Since the Proceeds of Crime Act passed in 2002, law-enforcement agencies have been able to seize any cash and sell any goods that can be shown to come from criminal activity. The Home Office gets half the money raised; the rest is divided between the force, the Crown Prosecution Service and the courts. A judge may also order that a portion of the money be set aside to compensate victims. Some forces also sell property that cannot be reunited with its owner, and a few sell surplus odds and ends.
Thames Valley currently have some good deals on bikes and tools. Cheshire police appear, curiously, to be strong on printer ink. Sussex police, a little worryingly, are offering for sale a battered rifle scope. Titan, the north-west regional organised crime unit, once sold a drug dealer’s Lamborghini. Leicestershire, on behalf of Northamptonshire, sold a trafficker’s plane (alas, the extremely valuable drugs inside could not be offered to the market). By comparison, Nottinghamshire constabulary’s place mats look rather quaint.
According to Paul Wenlock, head of Leicestershire police’s economic crime unit, most of the money they raise comes from goods seized from drug dealers. “They can’t help themselves,” Wenlock told the Leicester Mercury. “They go out and invest in bling items. Law-abiding people ask themselves why these people have a luxury car on the driveway and a new Rolex when they do not appear to have a legitimate income.”
As a result, Wenlock’s team run a classy shop. Louboutin shoes, BMWs and Prada handbags are all familiar items. The force have sold a Porsche, an Aston Martin and a Ferrari. “We only sell genuine items,” says a spokesperson for Leicestershire police. So, no fake Louboutins? “No. We wouldn’t sell anything that is contentious, and obviously we’re bound by eBay’s rules.”

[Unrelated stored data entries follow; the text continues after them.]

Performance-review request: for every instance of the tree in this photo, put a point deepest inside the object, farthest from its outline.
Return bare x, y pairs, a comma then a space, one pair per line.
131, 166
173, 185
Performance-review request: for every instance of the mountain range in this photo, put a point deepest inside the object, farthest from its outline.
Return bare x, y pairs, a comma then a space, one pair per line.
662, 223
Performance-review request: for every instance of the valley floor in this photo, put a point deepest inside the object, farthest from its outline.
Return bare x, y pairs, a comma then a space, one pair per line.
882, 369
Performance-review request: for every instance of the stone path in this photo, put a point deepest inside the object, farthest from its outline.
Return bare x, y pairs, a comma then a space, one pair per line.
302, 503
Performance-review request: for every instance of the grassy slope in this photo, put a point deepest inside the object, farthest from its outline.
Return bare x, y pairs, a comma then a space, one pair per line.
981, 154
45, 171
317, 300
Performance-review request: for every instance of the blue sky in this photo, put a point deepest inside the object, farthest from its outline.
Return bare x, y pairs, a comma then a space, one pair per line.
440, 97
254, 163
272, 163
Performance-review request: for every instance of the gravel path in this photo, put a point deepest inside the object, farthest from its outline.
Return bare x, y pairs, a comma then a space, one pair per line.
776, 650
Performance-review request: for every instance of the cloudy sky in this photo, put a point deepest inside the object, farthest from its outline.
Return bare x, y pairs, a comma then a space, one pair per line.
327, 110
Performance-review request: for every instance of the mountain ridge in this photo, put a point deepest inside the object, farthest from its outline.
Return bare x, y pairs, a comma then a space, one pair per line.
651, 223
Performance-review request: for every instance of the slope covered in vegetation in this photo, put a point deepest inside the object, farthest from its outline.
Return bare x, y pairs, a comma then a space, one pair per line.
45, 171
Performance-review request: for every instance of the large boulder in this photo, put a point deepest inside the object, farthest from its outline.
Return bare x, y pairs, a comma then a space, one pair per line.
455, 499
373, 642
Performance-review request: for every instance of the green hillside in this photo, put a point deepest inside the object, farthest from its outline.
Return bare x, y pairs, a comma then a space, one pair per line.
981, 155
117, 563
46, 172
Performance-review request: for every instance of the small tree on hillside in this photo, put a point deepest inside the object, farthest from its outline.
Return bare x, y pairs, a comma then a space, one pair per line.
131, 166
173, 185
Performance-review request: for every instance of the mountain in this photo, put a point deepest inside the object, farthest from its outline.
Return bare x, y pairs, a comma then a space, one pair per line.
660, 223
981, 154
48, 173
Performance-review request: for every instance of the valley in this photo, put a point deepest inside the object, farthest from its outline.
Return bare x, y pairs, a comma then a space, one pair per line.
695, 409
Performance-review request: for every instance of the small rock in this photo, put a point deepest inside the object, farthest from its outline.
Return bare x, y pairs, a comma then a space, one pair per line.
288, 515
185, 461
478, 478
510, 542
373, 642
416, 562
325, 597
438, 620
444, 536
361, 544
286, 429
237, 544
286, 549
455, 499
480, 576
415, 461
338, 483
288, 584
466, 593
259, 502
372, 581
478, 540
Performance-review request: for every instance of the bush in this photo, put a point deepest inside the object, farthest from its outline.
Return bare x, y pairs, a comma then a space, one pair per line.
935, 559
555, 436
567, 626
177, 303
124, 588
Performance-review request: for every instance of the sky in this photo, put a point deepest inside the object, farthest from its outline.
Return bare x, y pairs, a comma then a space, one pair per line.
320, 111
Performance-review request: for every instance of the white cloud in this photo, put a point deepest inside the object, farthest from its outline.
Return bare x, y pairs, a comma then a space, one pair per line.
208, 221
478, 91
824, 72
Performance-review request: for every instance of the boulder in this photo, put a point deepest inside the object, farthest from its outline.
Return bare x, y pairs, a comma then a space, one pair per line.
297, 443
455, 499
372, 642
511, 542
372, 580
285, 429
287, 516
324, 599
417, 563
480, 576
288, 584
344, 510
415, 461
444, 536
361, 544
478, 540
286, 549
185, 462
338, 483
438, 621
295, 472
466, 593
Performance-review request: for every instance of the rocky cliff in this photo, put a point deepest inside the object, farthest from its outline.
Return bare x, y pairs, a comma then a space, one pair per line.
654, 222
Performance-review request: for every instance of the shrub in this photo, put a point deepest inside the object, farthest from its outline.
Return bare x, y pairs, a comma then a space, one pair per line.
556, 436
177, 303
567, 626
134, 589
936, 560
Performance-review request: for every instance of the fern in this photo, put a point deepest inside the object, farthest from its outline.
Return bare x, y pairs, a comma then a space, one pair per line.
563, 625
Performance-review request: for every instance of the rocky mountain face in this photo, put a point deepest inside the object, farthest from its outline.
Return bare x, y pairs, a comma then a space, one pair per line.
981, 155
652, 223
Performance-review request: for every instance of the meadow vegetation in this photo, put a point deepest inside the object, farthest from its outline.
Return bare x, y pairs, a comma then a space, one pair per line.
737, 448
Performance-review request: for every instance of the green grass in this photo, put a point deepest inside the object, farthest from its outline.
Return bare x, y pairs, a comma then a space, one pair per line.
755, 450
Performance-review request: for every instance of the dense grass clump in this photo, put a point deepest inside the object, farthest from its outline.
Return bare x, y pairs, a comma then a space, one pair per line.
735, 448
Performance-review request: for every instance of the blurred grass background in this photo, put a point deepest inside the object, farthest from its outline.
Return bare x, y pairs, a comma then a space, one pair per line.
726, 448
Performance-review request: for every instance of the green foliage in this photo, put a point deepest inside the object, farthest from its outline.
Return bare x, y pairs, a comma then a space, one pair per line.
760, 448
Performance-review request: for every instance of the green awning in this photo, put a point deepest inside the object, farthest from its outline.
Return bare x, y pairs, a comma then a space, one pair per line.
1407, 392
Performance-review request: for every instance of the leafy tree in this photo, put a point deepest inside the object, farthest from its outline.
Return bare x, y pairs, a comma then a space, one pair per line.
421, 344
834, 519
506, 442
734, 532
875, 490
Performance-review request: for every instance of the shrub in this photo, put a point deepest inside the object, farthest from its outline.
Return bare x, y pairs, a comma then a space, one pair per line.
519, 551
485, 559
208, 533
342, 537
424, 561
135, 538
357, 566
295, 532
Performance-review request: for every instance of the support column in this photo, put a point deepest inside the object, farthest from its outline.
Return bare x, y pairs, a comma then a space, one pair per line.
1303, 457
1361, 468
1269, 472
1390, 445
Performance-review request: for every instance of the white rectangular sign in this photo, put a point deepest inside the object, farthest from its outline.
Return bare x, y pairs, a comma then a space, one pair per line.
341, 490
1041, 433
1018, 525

Even so, beside the usual attraction of snapping up a secondhand bargain, perhaps some customers feel that owning a Rolex watch or a Mulberry handbag that once hung from the wrist of a career criminal adds character and cachet. Of course, others may remember what happened when Homer Simpson bought a hot rod at a police auction – he discovered that Snake, its previous owner, wanted it back. (Spoiler: the pair end up destroying a house.)